Les analystes craignent qu’un basculement de la Transcaucasie dans la guerre constituent un terrain d’affrontement de plus entre grandes puissances rivales, notamment entre la Turquie et la Russie. Mais cela se produira-t-il vraiment ? L’attitude de Moscou est en effet particulièrement ambigüe vis-à-vis de son alliée arménienne, à la grande satisfaction de l’Azerbaïdjan. Considérant les incursions azerbaïdjanaises comme des violations du cessez-le-feu de 1994, l’Arménie avait réclamé de l’OTSC la tenue d’une session extraordinaire lundi prochain pour discuter d’une éventuelle réponse coordonnée. Preuve du malaise engendré par la situation, l’organisation militaire a annulé cette rencontre et a même retiré toute information à ce sujet de son site officiel.
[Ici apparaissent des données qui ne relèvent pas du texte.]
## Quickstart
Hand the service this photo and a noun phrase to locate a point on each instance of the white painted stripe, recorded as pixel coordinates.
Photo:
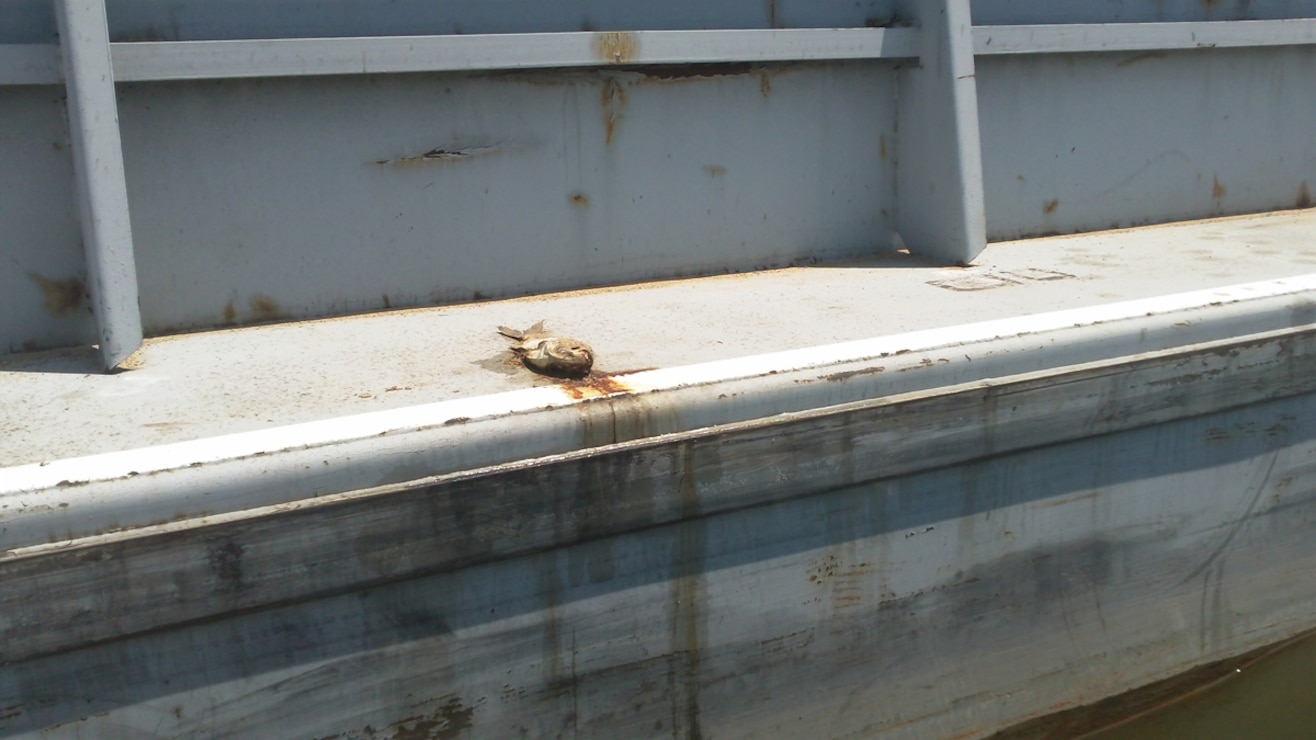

Outre le manque de crédibilité dont souffre l’OTSC, c’est la fiabilité de la Russie qui est désormais remise en question, les raisons remontant à la « Révolution de velours » en 2018, qui avait vu l’Arménie se rapprocher des Occidentaux et composer un gouvernement très critique envers l’influence russe.
L’isolement de l’Arménie pourrait être néanmoins rompu par une autre grande puissance que les médias n’évoquent pas encore : l’Iran. Également allié d’Erevan, Téhéran a toujours observé une certaine neutralité officielle dans le conflit du Haut-Karabagh, proposant d’en être le médiateur, tout en fournissant une aide financière, matérielle et militaire à l’Arménie, ce que l’Azerbaïdjan n’ignore pas et dénonce régulièrement. Pour l’Iran, l’objectif reste avant tout d’éviter la formation d’un Haut-Karabagh complètement indépendant afin de ne pas voir se propager les velléités d’indépendances dans cette Caucase si divisée ethniquement. Il trouve donc un intérêt certain à ce que l’Arménie reste le gardien de ces territoires à la souveraineté contestée et pourrait, le cas échéant, affermir son soutien à son égard. Si tel était le cas, la solution du statu-quo risquerait bien de perdurer. Or, celle-ci ne règle rien et ne fait que retarder un inévitable basculement dans la guerre, dont les récents affrontements sont peut-être les prémices.
Par Ardavan Amir-Aslani.
Paru dans l’Atlantico du 19/07/2020.